The council says it is already on course to save £35m this year from staff cuts, a pay freeze, management restructuring and cutting costs.
It now wants local communities to come up with "innovative ideas to run their local libraries" as a result of its latest proposals.
"In line with the government's Big Society agenda, Oxfordshire County Council is to set up a pot of money to which local communities can bid for funds to help them take responsibility for any library that the council is seeking to end funding," the spokesman said.
Meanwhile future youth services under the plans will focus on children "in most need" dealing with school absences, unemployment, teenage pregnancy, substance mis-use and anti-social behaviour.

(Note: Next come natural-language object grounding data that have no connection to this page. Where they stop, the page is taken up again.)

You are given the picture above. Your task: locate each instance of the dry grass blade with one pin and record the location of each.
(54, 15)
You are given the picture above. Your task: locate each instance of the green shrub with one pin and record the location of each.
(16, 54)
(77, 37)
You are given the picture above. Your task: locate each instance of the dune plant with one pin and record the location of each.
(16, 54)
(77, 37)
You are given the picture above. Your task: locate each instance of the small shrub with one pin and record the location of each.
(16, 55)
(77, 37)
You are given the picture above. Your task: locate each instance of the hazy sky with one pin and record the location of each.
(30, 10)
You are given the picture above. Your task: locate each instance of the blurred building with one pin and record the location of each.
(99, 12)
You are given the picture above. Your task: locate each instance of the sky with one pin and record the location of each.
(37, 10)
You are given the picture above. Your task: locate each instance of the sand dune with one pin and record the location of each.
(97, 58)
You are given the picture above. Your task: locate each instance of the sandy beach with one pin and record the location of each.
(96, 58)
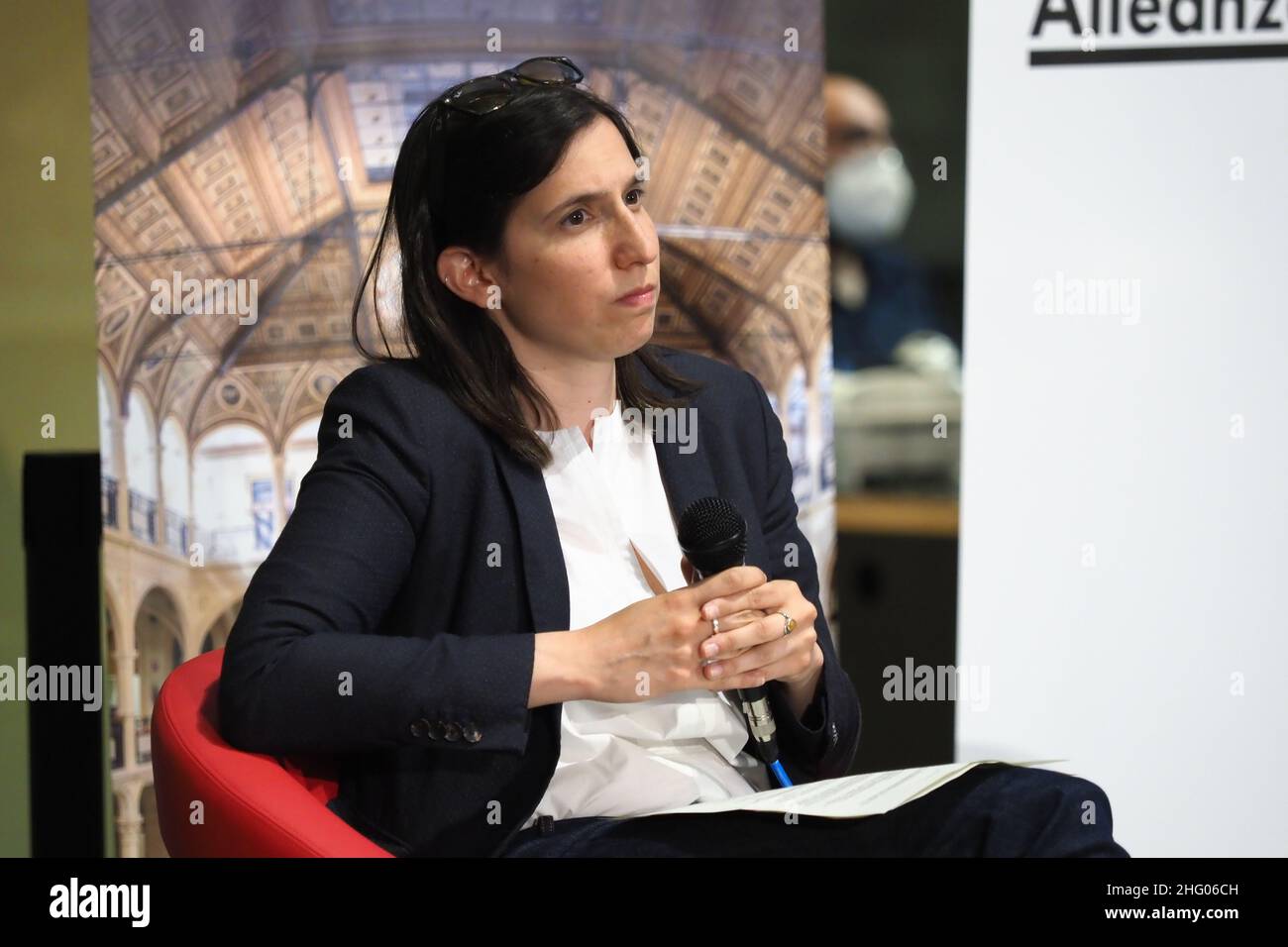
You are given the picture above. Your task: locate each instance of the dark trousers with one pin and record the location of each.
(995, 809)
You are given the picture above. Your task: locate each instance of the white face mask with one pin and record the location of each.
(868, 195)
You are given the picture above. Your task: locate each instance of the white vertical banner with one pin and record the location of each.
(1125, 460)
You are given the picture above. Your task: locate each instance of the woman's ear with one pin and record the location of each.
(462, 270)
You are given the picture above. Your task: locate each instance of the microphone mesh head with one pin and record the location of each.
(712, 535)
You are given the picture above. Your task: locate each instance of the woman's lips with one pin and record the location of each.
(639, 298)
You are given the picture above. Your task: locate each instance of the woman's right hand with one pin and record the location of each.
(651, 647)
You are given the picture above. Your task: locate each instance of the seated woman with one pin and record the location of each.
(478, 605)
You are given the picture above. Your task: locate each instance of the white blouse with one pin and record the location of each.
(630, 759)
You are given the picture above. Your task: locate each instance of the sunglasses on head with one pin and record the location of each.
(485, 94)
(489, 93)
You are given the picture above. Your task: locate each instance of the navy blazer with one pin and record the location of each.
(391, 626)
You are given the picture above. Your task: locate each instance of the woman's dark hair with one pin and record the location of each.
(489, 161)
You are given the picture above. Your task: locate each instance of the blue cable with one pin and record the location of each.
(781, 774)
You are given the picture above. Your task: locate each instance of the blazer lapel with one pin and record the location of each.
(687, 476)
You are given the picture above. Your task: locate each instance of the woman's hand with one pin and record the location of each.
(751, 641)
(651, 647)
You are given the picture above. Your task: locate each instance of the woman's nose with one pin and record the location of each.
(638, 239)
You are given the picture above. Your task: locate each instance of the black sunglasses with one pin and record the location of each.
(489, 93)
(485, 94)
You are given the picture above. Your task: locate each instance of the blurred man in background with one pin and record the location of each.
(883, 312)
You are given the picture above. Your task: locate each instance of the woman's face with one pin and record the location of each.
(574, 247)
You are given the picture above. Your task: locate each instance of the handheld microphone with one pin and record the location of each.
(713, 538)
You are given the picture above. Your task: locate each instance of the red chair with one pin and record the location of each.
(256, 805)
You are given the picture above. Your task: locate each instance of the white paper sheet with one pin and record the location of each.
(845, 796)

Seven youth service "hubs" will remain, but those under threat include school sites at Eynsham, Wheatley, Wantage, Chiltern Edge and Thame, plus sites at Wolvercote, Saxon Centre (Headington), Cutteslowe, Carterton, Bampton, Standlake, Chipping Norton, Burford, Faringdon, Wallingford, Henley, Cholsey, Chalgrove, Chinnor and Watlington.
Leader of the council, councillor Keith Mitchell, said: "We have agonised over these proposals and I am sure we will agonise some more as our budget position changes when more information on exact funding details is received from Whitehall."
In October, Chancellor George Osborne said in the government's Spending Review that local authority funding would be cut by 28.4% by 2015.